Draper residents want to preserve gym




Draper residents would like to preserve the gymnasium/kitchen, cottage and cannery buildings at the old Draper Elementary School, but demolish the rest of the facility.

County officials presented several dozen residents with four options for the former school property at a Tuesday night community meeting held at Draper Fire Department. After around an hour of discussion, residents requested the county pursue a modification of one of the options.

The intention is to give members of the community a chance to see if enough community interest exists to raise money needed to fully renovate, maintain and operate the gym/kitchen building as a community center. The consensus was that additional demolition can take place later, if necessary, but if once it’s gone it can’t be brought back.

The roof of the school sustained significant damage when an F-2 tornado tore through Draper in 2011, leaving most of the school with severe water damage. The county received around $400,000 in insurance for the damage, but residents were told Tuesday the estimated cost to return the old school to its “original state” before the tornado could be $1.6 million.

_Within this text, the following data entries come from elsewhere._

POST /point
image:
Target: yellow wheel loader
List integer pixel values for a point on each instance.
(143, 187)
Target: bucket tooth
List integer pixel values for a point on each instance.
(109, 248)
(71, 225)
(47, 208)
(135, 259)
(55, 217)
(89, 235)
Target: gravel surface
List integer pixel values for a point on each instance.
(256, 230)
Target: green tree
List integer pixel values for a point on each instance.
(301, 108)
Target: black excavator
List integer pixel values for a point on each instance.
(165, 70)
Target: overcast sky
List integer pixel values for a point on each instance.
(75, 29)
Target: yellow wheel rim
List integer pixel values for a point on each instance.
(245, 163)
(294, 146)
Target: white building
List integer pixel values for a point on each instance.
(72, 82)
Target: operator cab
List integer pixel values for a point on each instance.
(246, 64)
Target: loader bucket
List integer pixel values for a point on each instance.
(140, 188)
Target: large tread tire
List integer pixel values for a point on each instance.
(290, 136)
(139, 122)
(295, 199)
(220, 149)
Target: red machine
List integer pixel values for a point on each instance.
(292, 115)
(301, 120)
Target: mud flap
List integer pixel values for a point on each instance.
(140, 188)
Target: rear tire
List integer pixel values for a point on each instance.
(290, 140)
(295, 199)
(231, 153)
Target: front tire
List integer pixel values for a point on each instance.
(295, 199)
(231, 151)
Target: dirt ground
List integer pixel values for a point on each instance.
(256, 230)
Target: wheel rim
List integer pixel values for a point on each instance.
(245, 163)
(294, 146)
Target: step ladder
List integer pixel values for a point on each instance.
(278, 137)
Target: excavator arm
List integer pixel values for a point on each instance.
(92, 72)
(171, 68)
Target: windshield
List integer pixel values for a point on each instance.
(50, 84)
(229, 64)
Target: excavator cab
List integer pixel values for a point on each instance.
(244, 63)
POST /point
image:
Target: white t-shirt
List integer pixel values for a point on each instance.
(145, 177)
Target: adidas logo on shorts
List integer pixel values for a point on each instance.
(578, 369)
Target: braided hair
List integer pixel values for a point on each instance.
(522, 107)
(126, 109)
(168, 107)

The second option, around $875,000, was to retain and renovate the gym and kitchen (the oldest part of the school) to maintain part of the community’s history, but make no improvements to the cannery or cottage. A playground and pavilion attached to the gym were included in the option.

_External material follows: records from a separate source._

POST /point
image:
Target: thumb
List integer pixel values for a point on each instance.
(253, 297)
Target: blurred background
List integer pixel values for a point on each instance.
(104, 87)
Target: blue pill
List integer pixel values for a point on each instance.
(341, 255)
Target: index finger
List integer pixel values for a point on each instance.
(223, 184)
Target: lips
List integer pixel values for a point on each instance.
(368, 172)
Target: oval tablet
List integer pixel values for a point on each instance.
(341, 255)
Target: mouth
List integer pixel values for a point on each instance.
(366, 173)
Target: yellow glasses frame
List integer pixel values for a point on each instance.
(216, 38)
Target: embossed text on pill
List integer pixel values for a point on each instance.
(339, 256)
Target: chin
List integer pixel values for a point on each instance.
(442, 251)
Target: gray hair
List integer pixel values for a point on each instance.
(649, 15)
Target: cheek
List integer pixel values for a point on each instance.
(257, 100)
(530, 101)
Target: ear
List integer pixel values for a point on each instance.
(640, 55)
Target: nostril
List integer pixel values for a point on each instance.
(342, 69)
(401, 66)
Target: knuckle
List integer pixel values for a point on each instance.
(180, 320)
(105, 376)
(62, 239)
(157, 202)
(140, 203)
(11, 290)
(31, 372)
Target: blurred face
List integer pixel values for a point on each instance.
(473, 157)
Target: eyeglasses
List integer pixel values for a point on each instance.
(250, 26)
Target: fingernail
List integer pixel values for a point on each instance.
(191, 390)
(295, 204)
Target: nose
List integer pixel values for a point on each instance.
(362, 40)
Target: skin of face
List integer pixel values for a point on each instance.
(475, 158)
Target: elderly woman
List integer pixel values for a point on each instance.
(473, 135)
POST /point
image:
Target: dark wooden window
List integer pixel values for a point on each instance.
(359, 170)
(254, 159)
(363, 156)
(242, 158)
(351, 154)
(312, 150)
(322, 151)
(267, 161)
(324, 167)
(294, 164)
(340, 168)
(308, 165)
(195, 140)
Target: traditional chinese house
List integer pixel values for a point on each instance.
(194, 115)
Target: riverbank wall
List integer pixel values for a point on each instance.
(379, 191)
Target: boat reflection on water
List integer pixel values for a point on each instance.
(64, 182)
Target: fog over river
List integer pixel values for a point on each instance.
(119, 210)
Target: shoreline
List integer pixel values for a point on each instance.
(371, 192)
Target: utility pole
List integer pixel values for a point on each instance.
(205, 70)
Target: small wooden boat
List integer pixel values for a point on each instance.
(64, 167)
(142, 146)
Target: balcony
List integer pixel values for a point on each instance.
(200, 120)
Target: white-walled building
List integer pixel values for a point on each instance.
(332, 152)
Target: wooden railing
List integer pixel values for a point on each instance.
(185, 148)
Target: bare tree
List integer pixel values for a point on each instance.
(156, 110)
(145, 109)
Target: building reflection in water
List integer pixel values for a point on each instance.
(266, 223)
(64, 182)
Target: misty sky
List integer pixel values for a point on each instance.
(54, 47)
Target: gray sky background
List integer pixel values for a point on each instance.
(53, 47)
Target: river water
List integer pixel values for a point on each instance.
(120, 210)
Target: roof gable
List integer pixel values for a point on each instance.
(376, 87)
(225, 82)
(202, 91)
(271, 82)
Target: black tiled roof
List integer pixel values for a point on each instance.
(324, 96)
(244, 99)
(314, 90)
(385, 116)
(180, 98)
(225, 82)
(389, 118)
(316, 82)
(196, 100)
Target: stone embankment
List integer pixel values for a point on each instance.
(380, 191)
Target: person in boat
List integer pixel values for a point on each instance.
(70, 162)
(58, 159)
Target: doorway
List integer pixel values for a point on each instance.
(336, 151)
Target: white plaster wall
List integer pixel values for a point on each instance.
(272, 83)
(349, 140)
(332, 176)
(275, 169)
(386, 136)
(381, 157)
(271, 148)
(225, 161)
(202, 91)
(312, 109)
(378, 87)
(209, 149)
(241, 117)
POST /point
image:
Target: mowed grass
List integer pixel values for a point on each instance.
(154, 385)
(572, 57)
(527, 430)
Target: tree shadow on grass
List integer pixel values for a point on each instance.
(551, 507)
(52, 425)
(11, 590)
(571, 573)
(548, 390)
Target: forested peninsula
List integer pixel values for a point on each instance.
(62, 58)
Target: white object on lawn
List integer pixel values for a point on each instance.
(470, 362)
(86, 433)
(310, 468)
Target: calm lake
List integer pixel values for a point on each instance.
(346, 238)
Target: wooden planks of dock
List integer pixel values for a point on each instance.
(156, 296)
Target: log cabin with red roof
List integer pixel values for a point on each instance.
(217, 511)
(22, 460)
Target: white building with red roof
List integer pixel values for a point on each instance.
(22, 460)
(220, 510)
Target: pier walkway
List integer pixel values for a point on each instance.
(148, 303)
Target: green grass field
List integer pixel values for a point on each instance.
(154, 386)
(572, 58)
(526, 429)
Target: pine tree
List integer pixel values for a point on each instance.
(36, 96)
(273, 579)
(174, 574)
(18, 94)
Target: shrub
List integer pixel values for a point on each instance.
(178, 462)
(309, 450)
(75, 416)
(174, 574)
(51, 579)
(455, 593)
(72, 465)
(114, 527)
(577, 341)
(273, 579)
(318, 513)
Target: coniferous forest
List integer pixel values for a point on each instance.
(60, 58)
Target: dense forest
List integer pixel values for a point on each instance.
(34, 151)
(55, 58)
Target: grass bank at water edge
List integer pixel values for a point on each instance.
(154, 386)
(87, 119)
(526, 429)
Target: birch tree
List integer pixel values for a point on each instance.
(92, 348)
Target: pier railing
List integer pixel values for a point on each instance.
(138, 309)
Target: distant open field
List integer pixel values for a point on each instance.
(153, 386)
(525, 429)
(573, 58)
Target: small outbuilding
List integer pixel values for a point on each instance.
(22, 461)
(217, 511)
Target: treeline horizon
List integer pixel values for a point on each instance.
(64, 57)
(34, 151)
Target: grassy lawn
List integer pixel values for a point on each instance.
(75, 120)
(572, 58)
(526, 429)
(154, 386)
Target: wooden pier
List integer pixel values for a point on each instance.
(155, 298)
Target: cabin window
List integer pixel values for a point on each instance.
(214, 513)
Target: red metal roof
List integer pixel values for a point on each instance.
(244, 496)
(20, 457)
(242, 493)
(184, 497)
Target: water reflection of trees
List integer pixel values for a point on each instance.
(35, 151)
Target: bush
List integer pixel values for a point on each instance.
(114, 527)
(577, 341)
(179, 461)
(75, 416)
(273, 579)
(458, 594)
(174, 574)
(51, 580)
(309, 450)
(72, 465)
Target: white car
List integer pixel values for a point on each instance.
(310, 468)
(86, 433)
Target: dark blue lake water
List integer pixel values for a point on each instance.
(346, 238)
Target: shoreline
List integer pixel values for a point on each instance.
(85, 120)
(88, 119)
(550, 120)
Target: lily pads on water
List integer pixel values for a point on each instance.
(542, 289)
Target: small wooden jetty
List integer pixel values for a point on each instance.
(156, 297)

Option three would have the entire school building demolished and replaced with a 10,000-square-foot metal building. A separate pavilion would be constructed adjacent to a playground, but the cottage and cannery building would not be improved. This option also was estimated to cost about $1.6 million.

County Engineer Jared Linkous said the option he would have recommended to Pulaski County Board of Supervisors if pressed to do so Tuesday was the fourth option. This option, estimated to cost about $440,000, would demolish the entire school building and replace it with a picnic shelter, restrooms and playground, plus make improvements to the cannery and cottage.

Jack Murphy of Thompson & Litton prepared the options and cost estimates presented at the meeting. He said cost estimates were determined based on projects the company has bid in this area.

The projects included in the first three options were based on feedback received from citizens at earlier community meetings. Assistant County Administrator Robert Hiss said option four was added when cost estimates for the other three options were well beyond the amount of insurance received. “We wanted to have something attainable to present to the community,” he said.

One of the biggest concerns expressed by the citizens was who would maintain the property regardless what option is chosen.

Linkous said that was a “big consideration” in his decision to recommend option four. He said the maintenance required for option four (mowing, etc.) would be a lot less costly than the maintenance required for a building (heating and cooling, electricity, a roof, etc.).

County officials said it would primarily fall upon the community. Huber equated the situation to the Robinson Tract community and its community center. He pointed out the community holds events to raise the funds necessary to keep the facility maintained and operating. He recommended Draper citizens speak with Robinson Tract citizens for advice.

In order to preserve as much of the history as possible, the citizens asked that the county do what is necessary to “buy some time” for them. The insurance money is to be used to demolish all of the school building except the gym and kitchen. Then workers will do what is necessary to stabilize and preserve that building, the cottage and the cannery so that they do not continue to deteriorate.

Hiss noted that any funds that might be left over would be used for improvements to the grounds.